I see what you are driving at with regard to the targets and can agree to a certain point...>HOWEVER....in today's game, those with loads of MONEY or with FRIENDS that have loads of money, purchase the "test" (those 20 targets) and study it to the nth degree (memorize the test); thus giving them an inherent advantage over those that don't have this opportunity. A case where "money talks", in many instances. NOT KNOWING takes away that advantage and adds spice and variety to the tournaments; the element of surprise and "gee, will I have to shoot that "frickin' leopard this week or not?" "Golly, I sure hope I get to shoot that elk out there a ways, I do good on him." Or, "Oh, crap, I haven't shot that "XXXX" for so long, I can't remember for sure exactly where the 12 is on him."

My opinion is that "uniformity" isn't really needed with regard to 3-D each year, which, when the ASA goes from one year to the next, they CHANGE which 20 are going to be used, forcing those clubs to either change to THOSE 20 or be "un-uniform". I think that with the shooters not having any idea of which targets will be used for each tournament, it pretty much completely levels the playing field and opens up the concept of VARIETY completely. Afterall, the 3-D concept "originally" was based upon HUNTING practice, wasn't it? Do you know for sure what is coming up next in a HUNTING environment? Sure, 3-D is far away from its original intent, but having the "test" out ahead of time and a distinct advantage being gained by those with the MONEY and/or friends that have copies of the "Test" is giving undue advantage to those few, and a disadvantage to those that don't.

However, your points, from your point of view are well-taken too. I don't see however, the ASA "sponsoring" local clubs, since nearly all clubs are "non-profit" and the ASA is a "for-profit" organization, and conflicts of interest/ownership would be compromised...and the tendency to FORCE clubs to be all ASA and not have NFAA or IBO or NAA could become rampant; not good for archery, IMHO.

In addition, in golf, yes, you see so many par 3's, 4's, and 5's...BUT....the distances vary vastly, the terrain and course layouts vary drastically, and even the PIN POSITION (location of the 12-ring) varies from day to day, correct me if I'm wrong on this? So, could the animals have different INSERTS and the 12-ring positioning CHANGE between days 1 & 2 for ALL ASA National events? That's a concept that could work...SAME animals...but DIFFERENT inserts with different 12-ring positions each day for each animal...HMMMMM....

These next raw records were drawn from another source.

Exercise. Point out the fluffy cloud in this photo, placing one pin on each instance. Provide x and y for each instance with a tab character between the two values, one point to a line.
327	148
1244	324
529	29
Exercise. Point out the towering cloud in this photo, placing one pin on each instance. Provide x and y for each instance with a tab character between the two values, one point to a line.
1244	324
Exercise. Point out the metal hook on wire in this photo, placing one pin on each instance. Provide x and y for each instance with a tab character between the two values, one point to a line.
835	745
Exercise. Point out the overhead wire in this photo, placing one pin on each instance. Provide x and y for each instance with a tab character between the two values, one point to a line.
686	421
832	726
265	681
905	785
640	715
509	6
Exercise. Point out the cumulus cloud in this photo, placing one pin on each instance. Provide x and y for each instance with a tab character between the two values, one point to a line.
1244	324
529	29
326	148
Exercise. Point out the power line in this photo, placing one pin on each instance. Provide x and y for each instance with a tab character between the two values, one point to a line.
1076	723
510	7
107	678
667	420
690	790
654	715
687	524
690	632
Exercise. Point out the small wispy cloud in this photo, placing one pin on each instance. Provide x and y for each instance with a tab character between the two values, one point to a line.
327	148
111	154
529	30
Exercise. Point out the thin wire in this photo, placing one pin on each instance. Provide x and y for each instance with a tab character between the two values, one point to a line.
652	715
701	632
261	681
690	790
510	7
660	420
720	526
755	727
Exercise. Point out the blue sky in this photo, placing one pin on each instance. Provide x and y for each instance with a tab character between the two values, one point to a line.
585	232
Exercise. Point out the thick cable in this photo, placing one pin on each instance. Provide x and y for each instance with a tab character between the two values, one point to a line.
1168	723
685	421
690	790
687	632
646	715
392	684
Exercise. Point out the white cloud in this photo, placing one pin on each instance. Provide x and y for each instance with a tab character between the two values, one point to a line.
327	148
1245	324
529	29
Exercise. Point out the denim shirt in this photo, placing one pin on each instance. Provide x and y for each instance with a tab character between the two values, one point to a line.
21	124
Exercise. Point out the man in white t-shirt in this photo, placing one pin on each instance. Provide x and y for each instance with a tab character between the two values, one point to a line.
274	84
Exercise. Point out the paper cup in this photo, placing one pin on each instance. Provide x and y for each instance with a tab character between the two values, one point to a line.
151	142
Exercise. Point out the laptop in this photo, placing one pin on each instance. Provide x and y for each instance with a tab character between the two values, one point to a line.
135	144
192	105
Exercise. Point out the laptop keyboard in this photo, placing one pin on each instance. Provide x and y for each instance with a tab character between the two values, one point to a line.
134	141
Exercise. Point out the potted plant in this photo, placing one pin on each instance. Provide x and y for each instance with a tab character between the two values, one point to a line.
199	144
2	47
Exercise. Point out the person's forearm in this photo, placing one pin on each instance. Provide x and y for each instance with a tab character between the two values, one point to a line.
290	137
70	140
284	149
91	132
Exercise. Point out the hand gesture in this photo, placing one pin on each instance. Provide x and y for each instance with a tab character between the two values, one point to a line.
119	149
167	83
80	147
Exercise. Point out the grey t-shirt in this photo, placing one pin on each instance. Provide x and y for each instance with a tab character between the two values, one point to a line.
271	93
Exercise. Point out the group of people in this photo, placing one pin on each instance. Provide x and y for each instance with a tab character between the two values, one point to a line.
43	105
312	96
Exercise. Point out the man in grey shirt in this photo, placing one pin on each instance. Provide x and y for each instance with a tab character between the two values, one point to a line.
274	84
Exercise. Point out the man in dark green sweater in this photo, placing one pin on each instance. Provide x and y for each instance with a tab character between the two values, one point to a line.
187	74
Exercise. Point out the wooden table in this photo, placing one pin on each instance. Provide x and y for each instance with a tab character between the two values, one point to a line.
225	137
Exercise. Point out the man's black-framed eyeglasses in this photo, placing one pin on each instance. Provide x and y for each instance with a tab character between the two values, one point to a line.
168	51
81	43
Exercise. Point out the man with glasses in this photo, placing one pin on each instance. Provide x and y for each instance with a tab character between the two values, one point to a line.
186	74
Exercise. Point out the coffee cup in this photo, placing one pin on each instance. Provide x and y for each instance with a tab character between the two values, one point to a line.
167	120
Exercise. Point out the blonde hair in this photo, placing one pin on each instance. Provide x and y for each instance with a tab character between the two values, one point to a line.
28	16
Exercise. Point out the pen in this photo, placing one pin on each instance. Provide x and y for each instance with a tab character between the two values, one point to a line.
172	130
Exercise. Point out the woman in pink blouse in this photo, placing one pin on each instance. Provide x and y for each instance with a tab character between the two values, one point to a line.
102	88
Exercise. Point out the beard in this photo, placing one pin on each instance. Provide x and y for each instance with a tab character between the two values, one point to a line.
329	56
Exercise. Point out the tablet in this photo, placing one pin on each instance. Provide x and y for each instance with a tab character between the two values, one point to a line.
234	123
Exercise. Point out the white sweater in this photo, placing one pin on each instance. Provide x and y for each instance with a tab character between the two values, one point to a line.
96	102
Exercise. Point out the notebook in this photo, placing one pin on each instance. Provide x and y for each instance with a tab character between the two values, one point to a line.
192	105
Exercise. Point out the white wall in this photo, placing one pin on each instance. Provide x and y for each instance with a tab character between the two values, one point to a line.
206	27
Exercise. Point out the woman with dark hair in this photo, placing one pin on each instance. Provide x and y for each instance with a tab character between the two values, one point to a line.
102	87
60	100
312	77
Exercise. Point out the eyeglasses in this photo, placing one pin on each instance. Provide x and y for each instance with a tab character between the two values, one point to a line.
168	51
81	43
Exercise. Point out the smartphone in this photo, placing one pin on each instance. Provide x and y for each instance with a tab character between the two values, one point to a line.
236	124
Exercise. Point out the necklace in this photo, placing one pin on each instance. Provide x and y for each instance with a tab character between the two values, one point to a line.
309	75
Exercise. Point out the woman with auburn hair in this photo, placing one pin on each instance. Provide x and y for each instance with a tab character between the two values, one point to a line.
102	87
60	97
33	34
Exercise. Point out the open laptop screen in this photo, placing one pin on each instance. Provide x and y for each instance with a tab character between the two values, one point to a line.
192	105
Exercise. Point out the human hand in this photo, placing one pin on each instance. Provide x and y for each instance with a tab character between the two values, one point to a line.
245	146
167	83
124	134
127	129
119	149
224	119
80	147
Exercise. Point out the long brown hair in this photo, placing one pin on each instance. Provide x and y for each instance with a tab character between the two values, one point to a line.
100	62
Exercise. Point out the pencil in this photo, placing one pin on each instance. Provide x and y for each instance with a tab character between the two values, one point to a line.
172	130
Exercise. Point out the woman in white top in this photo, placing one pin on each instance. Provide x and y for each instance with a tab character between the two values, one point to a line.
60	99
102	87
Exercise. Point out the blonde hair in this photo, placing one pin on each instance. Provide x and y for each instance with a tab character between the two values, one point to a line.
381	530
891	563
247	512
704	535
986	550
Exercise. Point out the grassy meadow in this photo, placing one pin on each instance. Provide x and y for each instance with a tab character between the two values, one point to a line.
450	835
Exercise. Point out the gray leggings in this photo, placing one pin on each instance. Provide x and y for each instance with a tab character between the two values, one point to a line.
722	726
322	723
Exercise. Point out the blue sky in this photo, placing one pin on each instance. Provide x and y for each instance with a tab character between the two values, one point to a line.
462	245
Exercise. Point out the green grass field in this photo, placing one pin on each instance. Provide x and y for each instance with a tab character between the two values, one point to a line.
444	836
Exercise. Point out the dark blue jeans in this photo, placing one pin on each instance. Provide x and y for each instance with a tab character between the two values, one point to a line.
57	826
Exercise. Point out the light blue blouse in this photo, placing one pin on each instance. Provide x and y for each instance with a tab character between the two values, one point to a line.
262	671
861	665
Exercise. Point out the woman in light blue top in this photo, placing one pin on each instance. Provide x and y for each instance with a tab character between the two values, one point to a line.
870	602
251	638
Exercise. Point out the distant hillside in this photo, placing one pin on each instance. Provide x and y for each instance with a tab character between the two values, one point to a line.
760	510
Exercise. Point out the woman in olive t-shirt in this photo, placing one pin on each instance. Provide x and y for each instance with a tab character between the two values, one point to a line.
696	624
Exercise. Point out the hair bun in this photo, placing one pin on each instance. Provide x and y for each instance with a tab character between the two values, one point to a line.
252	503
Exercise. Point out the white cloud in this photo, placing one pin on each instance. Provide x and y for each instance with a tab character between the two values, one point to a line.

NO TWO field courses are the same either. Sure, the "standard distances" and "standard sizing" of the targets is identical, but the terrain and lighting conditions, among other things varies drastically from range to range. The other HUGE difference is that field shooting requires you to shoot FOUR shots per target and all 28 targets for the day in 5-6 hours (people complain like crazy if it is over 6 hours for 112 shots in ONE day).

The reason the field shooters aren't "acing" those targets is because about the ONLY thing that doesn't change is the size of the target/max scoring rings....from there on, it is anyone's EQUAL chance to practice the distances and faces...but...it is OUTDOORS, so all the other variables (INCLUDING SHOOTING IN THE WIND, without ANY help of a "blocker"), so footing, lighting, weather, "cuts", sidehills, etc all factor in, just like golf. More and more are getting closer to "acing" the field rounds these days, with scores above 550 becoming quite common, even in the bowhunter freestyle division.


----------



## cenochs (May 2, 2007)

In addition, in golf, yes, you see so many par 3's, 4's, and 5's...BUT....the distances vary vastly, the terrain and course layouts vary drastically, and even the PIN POSITION (location of the 12-ring) varies from day to day, correct me if I'm wrong on this? So, could the animals have different INSERTS and the 12-ring positioning CHANGE between days 1 & 2 for ALL ASA National events? That's a concept that could work...SAME animals...but DIFFERENT inserts with different 12-ring positions each day for each animal...HMMMMM....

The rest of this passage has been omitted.